One of the first problems we encountered was the data itself: the Delta Cost Project dataset contains 900+ separate fields covering the financial and operating dimensions of nearly every post-secondary institution in the United States. This dataset is therefore massive – so large that it couldn’t be uploaded to our class’ data servers. Fortunately, we were able to write programs that separated the private schools into their own dataset, which we were then able to upload to our servers.
With the data now on our servers, the students then learned how difficult real-world research can be. Simply understanding what data was available in the Delta Cost Project dataset required a deep read of the manuals that accompanied the data, and these manuals were both lengthy and complex. Once students isolated the fields they thought would address their chosen research questions, they then had to develop the programs to read in that data. In a couple cases, the data described in the Delta manuals was in fact not provided, so the students learned how deal with missing and inconsistent data.
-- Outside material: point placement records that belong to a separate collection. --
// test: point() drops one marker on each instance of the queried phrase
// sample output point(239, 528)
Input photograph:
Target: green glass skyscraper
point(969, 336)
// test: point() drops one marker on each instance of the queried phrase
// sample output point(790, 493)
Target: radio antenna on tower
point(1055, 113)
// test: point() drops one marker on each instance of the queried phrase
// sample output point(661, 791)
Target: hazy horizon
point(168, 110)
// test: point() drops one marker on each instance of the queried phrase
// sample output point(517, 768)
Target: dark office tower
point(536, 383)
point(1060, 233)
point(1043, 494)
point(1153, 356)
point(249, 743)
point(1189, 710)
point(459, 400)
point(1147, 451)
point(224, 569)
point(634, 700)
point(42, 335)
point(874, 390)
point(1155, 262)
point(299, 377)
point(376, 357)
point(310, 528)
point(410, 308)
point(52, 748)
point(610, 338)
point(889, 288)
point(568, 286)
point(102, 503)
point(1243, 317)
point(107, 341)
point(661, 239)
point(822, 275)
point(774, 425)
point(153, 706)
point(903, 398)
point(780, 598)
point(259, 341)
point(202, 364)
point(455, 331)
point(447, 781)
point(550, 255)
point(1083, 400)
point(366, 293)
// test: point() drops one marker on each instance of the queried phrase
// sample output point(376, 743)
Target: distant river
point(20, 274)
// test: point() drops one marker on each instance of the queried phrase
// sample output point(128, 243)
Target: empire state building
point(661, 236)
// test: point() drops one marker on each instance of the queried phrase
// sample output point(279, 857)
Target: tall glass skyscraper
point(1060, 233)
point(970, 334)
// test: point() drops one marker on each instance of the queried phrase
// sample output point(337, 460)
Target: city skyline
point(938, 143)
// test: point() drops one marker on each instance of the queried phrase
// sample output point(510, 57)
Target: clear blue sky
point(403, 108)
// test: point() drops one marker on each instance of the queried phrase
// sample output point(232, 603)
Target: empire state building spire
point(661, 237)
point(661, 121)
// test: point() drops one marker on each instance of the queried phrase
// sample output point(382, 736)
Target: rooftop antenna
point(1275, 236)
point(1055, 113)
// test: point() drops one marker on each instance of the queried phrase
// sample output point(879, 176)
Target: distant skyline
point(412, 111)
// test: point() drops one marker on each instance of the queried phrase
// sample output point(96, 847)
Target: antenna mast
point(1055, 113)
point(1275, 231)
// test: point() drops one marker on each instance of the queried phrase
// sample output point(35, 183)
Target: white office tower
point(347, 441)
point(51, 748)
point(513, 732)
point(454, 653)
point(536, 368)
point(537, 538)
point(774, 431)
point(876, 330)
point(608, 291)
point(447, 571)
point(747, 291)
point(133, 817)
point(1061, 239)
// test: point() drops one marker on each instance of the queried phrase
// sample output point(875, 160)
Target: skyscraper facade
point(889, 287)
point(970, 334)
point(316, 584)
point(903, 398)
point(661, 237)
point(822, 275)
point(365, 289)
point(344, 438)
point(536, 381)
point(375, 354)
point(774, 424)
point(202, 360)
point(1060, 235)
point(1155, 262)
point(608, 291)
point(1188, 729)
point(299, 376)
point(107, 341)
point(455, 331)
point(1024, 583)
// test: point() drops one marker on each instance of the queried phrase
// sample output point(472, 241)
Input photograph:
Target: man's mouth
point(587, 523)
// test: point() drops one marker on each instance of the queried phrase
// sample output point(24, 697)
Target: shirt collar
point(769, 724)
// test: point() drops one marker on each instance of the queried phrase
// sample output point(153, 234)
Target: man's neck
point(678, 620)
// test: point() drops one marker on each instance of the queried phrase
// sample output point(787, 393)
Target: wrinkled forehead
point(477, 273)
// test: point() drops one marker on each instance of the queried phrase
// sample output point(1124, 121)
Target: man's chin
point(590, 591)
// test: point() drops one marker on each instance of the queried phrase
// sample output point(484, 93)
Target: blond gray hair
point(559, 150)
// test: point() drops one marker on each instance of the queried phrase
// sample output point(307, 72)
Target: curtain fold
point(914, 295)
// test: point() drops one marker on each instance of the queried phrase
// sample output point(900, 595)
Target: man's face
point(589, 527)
Once the students got their data input programs working, new problems arose. Syntax and logic errors are inevitable, but the students went further by write the SAS code to test for data normality, produce correlation matrices, and simple regressions. In addition, the students used SAS to produce graphics that meaningfully conveyed the relationships they were measuring. Once the programming was done, the students then needed to understand and interpret their results, so that they could prepare reports and presentations suitable for a business audience manner. Their results were compelling – each of the independent variables they thought would affect tuition in fact did.
Needless to say, the project was a lot of work for the students and for me, but there is no doubt that the students learned a lot about real-world Analytics, and I learned how well students can perform. In the future, I hope to continue working with this dataset, and plan on pushing the students further (e.g. multiple regression and clustering). This project worked very well as a platform by which students could apply Business Analytics principals to a real-world problem, and with good old-fashioned hard-work, produced results that were valid and insightful.